Stockholm, Sweden—Blood-thinning drugs appear to do far more than just reduce stroke risk in atrial-fibrillation (AF) patients.

A report in the European Heart Journal suggests anticoagulants also significantly reduce the risk of dementia.

Karolinska Institute researchers conducted a study involving 444,106 AF patients who were using anticoagulants and found their risk of developing dementia by the end of the study was 29% lower than those not on blood-thinner treatment.

As patients continued to take the drugs, the reduction in dementia risk grew to 48%, according to the report.

The retrospective study, touted as the largest of its kind, analyzed data from Swedish registries for patients between 2006 and 2014.

Study authors suggest that, based on the results, which cannot prove causal effect, there is reason to believe that oral anticoagulants have a protective effect against dementia in AF patients, explaining, “In order to prove this assumption, randomized placebo controlled trials would be needed, but... such studies cannot be done because of ethical reasons.

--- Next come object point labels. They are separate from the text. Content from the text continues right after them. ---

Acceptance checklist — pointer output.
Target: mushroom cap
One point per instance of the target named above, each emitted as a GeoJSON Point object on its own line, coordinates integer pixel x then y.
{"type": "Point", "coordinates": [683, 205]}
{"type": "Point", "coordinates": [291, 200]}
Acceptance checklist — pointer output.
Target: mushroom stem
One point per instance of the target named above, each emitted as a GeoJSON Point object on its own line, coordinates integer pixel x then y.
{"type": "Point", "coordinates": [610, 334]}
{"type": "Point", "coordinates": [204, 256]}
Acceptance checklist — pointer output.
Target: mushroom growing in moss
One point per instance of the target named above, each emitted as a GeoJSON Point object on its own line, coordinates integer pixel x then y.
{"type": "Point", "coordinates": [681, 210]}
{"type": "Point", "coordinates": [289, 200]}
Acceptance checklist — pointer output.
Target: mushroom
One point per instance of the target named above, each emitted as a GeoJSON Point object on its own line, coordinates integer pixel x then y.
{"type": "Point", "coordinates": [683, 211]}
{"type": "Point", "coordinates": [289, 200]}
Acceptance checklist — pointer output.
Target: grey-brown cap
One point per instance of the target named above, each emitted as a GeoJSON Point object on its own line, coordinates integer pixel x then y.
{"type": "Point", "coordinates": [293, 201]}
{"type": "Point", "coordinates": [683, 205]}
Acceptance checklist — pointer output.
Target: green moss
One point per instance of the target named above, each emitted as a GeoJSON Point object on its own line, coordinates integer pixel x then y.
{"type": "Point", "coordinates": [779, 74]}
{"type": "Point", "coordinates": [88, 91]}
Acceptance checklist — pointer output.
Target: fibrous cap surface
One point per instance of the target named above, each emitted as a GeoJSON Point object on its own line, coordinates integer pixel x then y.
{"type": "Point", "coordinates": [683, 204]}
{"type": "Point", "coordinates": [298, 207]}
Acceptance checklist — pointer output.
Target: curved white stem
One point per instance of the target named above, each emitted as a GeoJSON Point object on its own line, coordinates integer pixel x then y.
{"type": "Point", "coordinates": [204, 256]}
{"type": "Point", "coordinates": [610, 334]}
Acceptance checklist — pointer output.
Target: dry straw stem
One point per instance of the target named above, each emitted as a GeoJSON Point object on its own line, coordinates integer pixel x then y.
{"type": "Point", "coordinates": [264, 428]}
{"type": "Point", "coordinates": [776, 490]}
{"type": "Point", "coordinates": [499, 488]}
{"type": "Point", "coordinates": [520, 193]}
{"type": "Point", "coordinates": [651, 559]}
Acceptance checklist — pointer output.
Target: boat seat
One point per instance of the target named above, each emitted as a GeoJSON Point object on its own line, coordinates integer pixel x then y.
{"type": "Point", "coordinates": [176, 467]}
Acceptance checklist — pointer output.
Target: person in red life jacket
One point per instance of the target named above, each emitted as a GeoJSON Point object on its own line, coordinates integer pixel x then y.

It is not possible to give placebo to AF patients and then wait for dementia or stroke to occur.”

For the study, researchers identified all patients in Sweden who had a diagnosis of AF between 2006 and 2014—a time period in which 26,210 patients were diagnosed with dementia.

Noting that, at study initiation, 54% of patients were not taking oral anticoagulants such as warfarin, apixaban, dabigatran, edoxaban, or rivaroxaban, the researchers determined that the strongest predictors for dementia development were lack of oral anticoagulant treatment, aging, Parkinson’s disease, and alcohol abuse. In addition, they established, when starting oral anticoagulant treatment after a diagnosis of AF, earlier treatment was better in preventing dementia.

“Patients start on oral anticoagulation for stroke prevention but they stop after a few years at an alarmingly high rate. In the first year, approximately 15% stop taking the drugs, then approximately 10% each year,” pointed out lead author Leif Friberg, MD, PhD. “In this study we found that only 54% of patients were on oral anticoagulant treatment. If you know that AF eats away your brain at a slow but steady pace and that you can prevent it by staying on treatment, I think most AF patients would find this a very strong argument for continuing treatment.”